Do you listen to the interminable Inner Critic? How do you keep him/her quiet?
I am a worthless human being with little or no talent. No really, so it makes marketing and promotion tricky. But if that is true, then I should stop writing… but I keep going so I can’t (at my core) believe it. Not entirely anyway. And at the end of the day that is all you have. Some small self-belief. Often the critic wins – but you need to have a few wins. I love to read my work and read aloud to people as much as possible. To hear my words aloud, see if they provoke a reaction – that is the only proof I have that I can write. I recently read at the Together the People festival – it was a new story I wrote for the festival. No-one had heard it and I was very nervous. But people loved it and came up and talked about it after. I will feed off of that for a few months.
Quick tip for aspiring writers?
Throw yourself in hook, line and sinker. Give yourself the time to write. Say to yourself that you will dedicate a year or two or even three to being a writer and put your heart on the line.
Don’t get old and regret you never gave yourself the chance. Write damnit.

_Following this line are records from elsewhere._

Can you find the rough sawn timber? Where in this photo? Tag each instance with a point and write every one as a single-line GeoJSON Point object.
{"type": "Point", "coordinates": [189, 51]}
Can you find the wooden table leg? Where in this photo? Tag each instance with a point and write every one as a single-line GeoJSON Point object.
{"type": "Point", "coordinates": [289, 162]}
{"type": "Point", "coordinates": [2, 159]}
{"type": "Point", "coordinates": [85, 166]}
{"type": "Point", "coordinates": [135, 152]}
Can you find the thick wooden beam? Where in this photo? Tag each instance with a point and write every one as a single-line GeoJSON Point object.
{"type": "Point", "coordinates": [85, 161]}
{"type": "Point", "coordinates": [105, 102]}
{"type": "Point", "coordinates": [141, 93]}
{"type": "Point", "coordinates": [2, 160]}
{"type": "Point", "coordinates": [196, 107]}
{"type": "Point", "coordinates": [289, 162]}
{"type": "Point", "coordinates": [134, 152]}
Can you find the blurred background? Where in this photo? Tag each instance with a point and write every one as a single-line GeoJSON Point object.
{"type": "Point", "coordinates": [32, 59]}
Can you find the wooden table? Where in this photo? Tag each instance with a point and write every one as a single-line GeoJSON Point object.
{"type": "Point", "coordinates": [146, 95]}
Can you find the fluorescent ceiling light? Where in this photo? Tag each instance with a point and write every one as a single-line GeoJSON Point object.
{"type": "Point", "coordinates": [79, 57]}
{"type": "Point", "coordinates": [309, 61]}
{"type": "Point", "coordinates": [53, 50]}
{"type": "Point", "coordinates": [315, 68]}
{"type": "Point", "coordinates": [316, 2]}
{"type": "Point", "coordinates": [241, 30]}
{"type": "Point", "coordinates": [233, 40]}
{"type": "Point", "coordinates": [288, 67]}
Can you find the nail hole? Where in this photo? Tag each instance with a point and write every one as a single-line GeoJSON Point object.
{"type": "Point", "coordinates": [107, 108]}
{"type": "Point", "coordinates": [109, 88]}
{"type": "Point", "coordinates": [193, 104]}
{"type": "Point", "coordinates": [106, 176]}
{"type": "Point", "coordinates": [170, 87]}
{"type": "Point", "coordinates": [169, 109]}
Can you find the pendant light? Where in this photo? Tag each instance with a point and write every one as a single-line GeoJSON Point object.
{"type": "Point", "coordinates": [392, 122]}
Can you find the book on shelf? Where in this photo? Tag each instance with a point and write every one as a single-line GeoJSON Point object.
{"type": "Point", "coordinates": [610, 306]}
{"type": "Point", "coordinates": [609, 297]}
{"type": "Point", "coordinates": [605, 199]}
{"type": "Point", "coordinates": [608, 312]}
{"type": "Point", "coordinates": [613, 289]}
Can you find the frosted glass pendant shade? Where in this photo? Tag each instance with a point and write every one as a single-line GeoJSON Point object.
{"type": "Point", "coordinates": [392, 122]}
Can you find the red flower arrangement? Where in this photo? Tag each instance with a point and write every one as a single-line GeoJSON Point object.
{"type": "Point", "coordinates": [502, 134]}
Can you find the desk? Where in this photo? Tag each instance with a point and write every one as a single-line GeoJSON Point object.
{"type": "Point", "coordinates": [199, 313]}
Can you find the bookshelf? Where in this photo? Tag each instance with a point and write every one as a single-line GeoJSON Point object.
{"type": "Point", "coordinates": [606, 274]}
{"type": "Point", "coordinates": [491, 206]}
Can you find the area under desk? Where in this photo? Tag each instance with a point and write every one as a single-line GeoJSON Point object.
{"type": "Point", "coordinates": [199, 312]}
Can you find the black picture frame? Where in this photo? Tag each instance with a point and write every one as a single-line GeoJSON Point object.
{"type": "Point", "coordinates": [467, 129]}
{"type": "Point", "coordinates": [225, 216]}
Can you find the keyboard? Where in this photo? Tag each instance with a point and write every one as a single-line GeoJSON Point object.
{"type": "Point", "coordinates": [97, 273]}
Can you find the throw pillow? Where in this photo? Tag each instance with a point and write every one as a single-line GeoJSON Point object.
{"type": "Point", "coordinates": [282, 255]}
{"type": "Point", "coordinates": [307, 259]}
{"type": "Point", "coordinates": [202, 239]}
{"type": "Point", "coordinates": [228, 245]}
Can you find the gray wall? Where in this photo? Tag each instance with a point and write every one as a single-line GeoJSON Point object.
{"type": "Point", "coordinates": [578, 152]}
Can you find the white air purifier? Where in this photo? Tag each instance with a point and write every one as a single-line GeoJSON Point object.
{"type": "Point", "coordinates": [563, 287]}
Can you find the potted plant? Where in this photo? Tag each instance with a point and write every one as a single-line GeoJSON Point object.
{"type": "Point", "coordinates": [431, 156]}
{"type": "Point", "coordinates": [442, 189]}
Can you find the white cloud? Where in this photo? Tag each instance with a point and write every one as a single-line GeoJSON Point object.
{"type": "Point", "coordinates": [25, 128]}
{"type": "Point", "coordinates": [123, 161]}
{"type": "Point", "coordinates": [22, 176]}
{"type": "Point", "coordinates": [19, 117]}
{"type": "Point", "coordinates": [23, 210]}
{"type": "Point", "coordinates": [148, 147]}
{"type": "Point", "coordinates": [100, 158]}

P. D. Viner is the author of ‘The Last Winter of Dani Lancing’ and ‘Summer of Ghosts.’ Crime novels described as ‘Brilliant’ By Sophie Hannah, and ‘Genuinely intriguing’ by Laura Wilson in The Guardian.
A TV series based upon his debut novel is in development and he is editing his third novel: ‘The boy in the dark’. In his past life he worked in film and theatre in Europe & America, and created the SmartPass Guides and Shakespeare Appreciated – audio guides to Shakespeare and classic literature.